AbsaOSS/pramen

Add support for initialization and finalization hooks

Closed this issue · 0 comments

Background

Currently, the running of the pipeline is completely controlled by Pramen orchestrater. The orchestrator decides which transformations to run and in which order. The only way to initialize the runtime in a custom manner is to include initialization check in each transformer, which is inconvenient.

Initialization and finalization hooks will help initialize various resources needed for the pipeline as the whole.

Feature

Add support for initialization and finalization hooks.

Proposed Solution

pramen.hook.startup.class = "com.example.myhook.MyStartupHook"
pramen.hook.shutdown.class = "com.example.myhook.MyShutdownHook"
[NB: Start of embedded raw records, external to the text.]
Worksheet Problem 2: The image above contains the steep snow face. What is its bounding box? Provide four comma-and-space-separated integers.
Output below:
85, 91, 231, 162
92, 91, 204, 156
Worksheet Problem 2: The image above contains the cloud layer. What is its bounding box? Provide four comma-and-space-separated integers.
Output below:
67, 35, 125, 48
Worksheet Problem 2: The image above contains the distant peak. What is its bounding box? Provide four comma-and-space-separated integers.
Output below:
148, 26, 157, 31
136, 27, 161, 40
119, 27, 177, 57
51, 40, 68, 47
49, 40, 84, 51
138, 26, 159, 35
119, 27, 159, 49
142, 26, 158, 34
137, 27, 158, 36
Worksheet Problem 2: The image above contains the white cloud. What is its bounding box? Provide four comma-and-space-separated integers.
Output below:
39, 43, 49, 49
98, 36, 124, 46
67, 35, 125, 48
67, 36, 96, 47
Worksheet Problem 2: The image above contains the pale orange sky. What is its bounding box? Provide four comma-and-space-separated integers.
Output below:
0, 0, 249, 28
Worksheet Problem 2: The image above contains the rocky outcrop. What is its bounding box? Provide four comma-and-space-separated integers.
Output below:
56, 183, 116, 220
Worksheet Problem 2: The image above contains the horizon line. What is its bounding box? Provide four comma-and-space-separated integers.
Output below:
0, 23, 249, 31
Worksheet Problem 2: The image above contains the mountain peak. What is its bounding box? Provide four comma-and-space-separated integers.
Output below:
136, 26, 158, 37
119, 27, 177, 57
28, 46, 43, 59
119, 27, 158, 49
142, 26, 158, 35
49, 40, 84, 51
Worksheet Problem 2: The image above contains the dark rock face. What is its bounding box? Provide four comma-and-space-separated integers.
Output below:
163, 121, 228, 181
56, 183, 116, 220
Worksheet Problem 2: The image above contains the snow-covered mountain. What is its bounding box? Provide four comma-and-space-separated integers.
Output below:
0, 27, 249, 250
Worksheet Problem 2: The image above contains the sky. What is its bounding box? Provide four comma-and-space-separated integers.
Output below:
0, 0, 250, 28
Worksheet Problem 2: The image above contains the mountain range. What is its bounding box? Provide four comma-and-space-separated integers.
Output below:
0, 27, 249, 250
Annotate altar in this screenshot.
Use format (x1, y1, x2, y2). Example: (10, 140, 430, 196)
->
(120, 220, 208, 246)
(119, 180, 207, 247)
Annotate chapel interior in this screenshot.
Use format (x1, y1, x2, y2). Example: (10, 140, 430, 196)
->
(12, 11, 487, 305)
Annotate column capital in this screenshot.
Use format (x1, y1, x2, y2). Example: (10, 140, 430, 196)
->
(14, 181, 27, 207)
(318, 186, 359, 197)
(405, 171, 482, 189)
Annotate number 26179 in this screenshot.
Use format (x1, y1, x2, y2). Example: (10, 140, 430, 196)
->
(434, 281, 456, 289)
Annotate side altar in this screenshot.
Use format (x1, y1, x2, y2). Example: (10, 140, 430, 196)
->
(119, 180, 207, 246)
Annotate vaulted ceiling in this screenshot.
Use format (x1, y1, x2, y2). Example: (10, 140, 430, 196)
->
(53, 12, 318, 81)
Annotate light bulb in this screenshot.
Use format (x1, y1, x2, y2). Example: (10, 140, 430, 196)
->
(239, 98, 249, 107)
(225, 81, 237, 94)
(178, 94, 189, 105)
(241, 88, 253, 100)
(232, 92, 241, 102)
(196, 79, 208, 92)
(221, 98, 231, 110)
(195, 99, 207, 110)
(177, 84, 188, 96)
The hook class should extend Runnable and can optionally take the config as the parameter. Pramen will pass the workflow configuration as the constructor parameter if it is available.

import com.typesafe.config.Config

class MyStartupHook(conf: Config) extends Runnable {
  override def run(): Unit = {
    ???
  }
}

You can get the current Spark session inside the method in the usual way. The Spark session is guaranteed to be created at this point.

val spark = SparkSession.builder().getOrCreate()

The final hook is invoked when all jobs has finished (successfully or failed), but the Spark session is not stopped yet, and the notification email is not yet sent.